Im Auftrag des Hessischen Wirtschaftsministeriums haben Wissenschaftlerinnen und Wissenschaftler des Instituts für interdisziplinäre Forschung der Forschungsstätte der Evangelischen Studiengemeinschaft e.V. (FEST) in Heidelberg den Regionalen Wohlfahrtsindex (RWI) für Hessen entwickelt. Damit wurde ein Baustein des Koalitionsvertrags der schwarz-grünen Landesregierung umgesetzt. „Wenn wir wissen, wie es um die Wohlfahrt insgesamt bestellt ist, können wir an den richtigen Stellschrauben drehen. Mitten in der sozial-ökologischen Transformation gibt uns der RWI einen Hinweis darauf, ob der eingeschlagene Weg der richtige ist. Und das Ergebnis der vergangenen zehn Jahre zeigt: Die Lebensqualität in Hessen hat sich deutlich verbessert“, sagte Al-Wazir.

Berücksichtigt werden im neuen Index 21 verschiedene Komponenten, die die Wohlfahrt steigern oder mindern. Investitionen in Bildung, abgebildet im privaten und staatlichen Konsum, ehrenamtliche Arbeit oder Digitalisierung und Erhalt der Natur fördern die Wohlfahrt einer Gesellschaft. Negativ wirken sich Treibhausgas-emissionen, Kosten von Lärm- oder Luftverschmutzung, Verkehrsunfälle, Kosten der Ungleichheit oder Ersatzkosten durch den Verbrauch nicht erneuerbarer Energieträger aus. „Wenn wir heute in den Ausbau der Erneuerbaren Energien, in gerechtere Löhne oder in eine Verkehrswende investieren, die den Straßenverkehr sicherer und die Luft sauberer macht, sparen wir in der Zukunft hohe Kosten ein“, sagte Al-Wazir.

Wenn wir heute daran arbeiten, die Treibhausgasemissionen zu mindern, reduzieren wir morgen teure Schäden, die als Folge der Klimakrise entstehen können.

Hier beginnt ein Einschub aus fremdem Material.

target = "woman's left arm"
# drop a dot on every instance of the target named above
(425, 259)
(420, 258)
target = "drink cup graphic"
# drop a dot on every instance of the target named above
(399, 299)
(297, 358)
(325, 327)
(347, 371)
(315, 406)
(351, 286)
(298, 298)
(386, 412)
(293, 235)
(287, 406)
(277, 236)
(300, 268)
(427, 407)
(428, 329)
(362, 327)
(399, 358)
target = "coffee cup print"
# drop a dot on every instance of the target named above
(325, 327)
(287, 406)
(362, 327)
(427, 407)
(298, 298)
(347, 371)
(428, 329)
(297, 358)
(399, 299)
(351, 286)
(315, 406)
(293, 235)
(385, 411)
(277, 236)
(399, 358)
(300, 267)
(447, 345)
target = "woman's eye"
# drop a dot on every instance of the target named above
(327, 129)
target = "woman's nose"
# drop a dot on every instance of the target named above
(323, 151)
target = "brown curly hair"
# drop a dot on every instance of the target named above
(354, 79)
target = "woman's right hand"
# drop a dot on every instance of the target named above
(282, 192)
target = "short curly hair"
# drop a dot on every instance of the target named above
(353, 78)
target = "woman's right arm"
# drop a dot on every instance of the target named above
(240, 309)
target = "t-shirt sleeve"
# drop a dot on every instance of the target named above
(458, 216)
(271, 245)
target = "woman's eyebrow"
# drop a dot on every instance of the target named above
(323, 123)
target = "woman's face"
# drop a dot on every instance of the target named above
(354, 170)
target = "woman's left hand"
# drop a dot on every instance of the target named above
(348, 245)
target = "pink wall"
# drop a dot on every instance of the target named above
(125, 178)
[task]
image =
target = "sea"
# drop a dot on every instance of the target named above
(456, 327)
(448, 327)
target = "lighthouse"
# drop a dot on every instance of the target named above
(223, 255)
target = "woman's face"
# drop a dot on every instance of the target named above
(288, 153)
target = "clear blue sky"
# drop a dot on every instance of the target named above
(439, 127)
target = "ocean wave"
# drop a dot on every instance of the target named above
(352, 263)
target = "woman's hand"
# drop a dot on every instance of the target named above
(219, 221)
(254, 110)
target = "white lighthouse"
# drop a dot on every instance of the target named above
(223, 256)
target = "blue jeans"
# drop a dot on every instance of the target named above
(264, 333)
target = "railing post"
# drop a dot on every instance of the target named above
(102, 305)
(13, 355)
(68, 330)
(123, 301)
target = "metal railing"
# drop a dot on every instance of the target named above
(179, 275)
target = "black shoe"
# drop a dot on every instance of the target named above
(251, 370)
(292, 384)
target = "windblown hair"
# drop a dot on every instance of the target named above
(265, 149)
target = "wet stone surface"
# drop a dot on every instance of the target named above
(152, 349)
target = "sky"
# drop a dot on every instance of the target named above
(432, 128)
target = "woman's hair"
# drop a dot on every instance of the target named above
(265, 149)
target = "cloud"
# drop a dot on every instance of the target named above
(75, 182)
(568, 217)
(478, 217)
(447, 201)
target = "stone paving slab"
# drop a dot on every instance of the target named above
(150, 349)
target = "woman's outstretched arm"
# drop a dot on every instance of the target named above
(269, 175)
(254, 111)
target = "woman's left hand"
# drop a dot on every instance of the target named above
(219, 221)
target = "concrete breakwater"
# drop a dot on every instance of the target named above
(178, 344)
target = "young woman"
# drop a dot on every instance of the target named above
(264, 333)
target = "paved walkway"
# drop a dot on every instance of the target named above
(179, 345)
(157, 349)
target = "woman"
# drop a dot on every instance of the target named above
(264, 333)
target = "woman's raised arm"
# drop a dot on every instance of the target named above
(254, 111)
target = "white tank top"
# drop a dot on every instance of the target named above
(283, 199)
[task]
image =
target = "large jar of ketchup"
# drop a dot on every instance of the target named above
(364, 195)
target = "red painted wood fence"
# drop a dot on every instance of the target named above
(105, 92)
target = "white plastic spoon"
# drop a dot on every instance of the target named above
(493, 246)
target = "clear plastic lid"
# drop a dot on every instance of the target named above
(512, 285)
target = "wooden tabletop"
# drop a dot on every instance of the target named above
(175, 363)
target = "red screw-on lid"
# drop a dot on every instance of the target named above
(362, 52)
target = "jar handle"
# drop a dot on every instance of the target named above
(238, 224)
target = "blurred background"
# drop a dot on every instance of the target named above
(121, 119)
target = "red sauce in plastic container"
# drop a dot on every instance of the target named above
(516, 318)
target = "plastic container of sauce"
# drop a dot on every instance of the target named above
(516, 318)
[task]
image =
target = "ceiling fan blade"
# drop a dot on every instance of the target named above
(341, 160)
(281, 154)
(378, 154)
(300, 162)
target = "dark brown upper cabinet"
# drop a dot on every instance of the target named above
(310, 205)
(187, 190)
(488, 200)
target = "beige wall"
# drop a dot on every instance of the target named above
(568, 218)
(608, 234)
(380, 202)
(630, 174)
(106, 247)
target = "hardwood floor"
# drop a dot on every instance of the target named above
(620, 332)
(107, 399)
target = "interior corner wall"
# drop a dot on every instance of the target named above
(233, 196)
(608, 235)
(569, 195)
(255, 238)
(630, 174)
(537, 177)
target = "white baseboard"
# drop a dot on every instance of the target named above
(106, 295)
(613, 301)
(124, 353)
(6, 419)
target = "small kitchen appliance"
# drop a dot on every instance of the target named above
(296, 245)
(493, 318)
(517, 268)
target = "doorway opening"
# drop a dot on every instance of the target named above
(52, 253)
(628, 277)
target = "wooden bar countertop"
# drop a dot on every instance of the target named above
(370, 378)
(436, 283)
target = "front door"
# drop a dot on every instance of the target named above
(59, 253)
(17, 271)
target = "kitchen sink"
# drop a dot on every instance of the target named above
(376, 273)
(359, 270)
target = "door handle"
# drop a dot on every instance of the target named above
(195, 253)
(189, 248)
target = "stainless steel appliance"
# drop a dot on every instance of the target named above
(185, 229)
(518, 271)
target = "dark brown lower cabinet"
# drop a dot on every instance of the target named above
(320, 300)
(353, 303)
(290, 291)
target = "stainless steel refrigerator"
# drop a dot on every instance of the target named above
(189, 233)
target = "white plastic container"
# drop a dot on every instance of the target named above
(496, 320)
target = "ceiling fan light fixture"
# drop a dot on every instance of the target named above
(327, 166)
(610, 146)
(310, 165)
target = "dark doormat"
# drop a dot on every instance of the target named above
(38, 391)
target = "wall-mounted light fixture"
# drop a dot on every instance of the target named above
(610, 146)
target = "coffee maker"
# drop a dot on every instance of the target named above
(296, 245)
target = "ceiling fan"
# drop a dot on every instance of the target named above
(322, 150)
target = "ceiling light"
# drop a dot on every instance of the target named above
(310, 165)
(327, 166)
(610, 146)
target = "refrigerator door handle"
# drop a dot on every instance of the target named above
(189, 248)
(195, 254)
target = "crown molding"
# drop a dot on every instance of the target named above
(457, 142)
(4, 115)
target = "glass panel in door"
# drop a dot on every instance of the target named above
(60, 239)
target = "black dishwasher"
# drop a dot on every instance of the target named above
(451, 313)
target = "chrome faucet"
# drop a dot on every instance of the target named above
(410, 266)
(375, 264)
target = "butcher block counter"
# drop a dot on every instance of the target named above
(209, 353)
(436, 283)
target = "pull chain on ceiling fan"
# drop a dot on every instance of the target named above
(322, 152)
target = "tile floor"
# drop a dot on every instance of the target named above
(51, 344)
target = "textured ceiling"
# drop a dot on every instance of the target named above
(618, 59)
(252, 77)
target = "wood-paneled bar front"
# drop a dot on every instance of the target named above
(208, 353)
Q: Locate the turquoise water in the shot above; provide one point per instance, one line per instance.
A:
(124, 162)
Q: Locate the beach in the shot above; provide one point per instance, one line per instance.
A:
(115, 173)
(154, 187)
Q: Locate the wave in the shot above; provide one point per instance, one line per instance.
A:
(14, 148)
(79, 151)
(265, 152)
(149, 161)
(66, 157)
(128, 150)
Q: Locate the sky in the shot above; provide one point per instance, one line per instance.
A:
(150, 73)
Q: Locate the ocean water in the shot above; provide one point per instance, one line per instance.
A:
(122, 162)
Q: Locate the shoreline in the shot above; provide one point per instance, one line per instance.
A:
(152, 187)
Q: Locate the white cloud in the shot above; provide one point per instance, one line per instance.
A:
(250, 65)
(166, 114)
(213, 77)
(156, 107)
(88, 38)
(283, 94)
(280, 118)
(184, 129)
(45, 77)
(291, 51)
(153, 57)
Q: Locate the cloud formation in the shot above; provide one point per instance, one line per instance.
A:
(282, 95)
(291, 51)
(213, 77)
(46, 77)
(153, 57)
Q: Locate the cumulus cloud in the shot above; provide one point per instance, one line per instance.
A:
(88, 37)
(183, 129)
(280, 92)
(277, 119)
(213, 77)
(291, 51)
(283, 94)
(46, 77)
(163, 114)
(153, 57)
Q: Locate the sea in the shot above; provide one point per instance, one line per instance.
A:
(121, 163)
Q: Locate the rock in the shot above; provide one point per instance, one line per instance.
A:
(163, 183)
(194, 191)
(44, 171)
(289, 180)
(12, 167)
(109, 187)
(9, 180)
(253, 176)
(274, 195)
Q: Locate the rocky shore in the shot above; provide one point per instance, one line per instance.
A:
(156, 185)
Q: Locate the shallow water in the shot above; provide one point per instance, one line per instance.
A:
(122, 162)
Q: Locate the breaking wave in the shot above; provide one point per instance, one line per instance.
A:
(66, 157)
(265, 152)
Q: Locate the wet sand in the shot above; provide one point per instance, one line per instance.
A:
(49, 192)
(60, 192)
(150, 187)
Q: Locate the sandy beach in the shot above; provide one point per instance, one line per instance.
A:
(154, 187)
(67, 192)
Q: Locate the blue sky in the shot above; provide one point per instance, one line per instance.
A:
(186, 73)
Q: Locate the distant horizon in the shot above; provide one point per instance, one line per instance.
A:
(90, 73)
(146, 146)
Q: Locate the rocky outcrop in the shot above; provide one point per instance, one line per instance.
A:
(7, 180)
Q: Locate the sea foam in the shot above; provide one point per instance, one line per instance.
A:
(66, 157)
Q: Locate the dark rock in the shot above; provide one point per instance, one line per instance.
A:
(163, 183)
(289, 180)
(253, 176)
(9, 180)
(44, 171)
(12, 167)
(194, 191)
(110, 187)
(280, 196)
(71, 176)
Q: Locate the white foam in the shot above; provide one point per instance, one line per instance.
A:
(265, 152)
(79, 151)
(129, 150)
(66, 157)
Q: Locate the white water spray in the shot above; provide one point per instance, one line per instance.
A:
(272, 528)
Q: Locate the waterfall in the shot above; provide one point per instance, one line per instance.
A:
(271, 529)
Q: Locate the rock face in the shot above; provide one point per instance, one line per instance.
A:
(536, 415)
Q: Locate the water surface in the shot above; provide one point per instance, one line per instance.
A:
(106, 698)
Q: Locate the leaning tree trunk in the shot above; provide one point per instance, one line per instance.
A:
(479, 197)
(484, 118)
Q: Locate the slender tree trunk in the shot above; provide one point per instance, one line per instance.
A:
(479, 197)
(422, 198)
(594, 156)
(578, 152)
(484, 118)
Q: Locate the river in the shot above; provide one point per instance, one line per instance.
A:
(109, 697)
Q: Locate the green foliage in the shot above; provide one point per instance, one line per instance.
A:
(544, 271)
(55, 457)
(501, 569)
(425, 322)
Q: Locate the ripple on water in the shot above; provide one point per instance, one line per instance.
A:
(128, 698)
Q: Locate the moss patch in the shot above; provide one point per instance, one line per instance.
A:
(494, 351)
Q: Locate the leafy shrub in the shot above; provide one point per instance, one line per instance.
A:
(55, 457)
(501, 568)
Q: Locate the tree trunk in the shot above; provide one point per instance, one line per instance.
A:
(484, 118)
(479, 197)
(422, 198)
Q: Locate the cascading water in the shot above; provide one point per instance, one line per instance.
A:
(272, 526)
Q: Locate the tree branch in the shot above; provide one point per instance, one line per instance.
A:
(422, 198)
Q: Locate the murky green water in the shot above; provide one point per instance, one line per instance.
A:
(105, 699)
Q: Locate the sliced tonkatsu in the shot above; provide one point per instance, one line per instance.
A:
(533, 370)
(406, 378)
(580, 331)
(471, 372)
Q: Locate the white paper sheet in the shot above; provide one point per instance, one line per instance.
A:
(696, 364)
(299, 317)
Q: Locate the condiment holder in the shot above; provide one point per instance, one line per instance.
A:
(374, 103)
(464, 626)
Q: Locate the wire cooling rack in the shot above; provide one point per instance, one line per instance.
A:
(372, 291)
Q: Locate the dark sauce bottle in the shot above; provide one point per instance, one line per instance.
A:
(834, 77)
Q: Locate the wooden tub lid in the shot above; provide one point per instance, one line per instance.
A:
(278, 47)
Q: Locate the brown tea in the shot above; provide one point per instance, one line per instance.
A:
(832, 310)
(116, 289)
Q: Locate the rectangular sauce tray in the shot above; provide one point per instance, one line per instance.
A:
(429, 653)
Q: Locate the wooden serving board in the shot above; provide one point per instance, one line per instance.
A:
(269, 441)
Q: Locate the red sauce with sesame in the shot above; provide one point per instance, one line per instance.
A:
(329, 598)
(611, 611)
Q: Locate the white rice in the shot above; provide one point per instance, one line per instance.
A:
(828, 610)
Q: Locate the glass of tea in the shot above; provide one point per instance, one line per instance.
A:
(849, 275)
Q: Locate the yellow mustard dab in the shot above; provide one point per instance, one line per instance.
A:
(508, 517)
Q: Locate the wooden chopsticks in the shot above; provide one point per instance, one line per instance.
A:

Tarek Al-Wazir Wirtschaftsminister

RWI bestätigt Politik der Landesregierung

Die Auswertung des RWI für die Zeit zwischen 1999 und 2021 ergibt ein gemischtes Bild. Der Zeitraum lässt sich in drei Phasen einteilen, in denen der RWI gesunken ist (1999 bis 2005), stagniert (2005 bis 2013) und gestiegen ist (2013 bis 2019). Die Corona-Pandemie (2019 bis 2021) wird gesondert betrachtet. Wird diese Entwicklung dem Nationalen Wohlfahrtsindex oder dem BIP gegenübergestellt, zeigt sich für die vergangenen zehn Jahre ein positives Bild.

Die Lebensqualität für die Hessinnen und Hessen hat sich seit 2013 besser entwickelt als im Rest Deutschlands. Das bestätigt sehr deutlich unsere bisherige Politik.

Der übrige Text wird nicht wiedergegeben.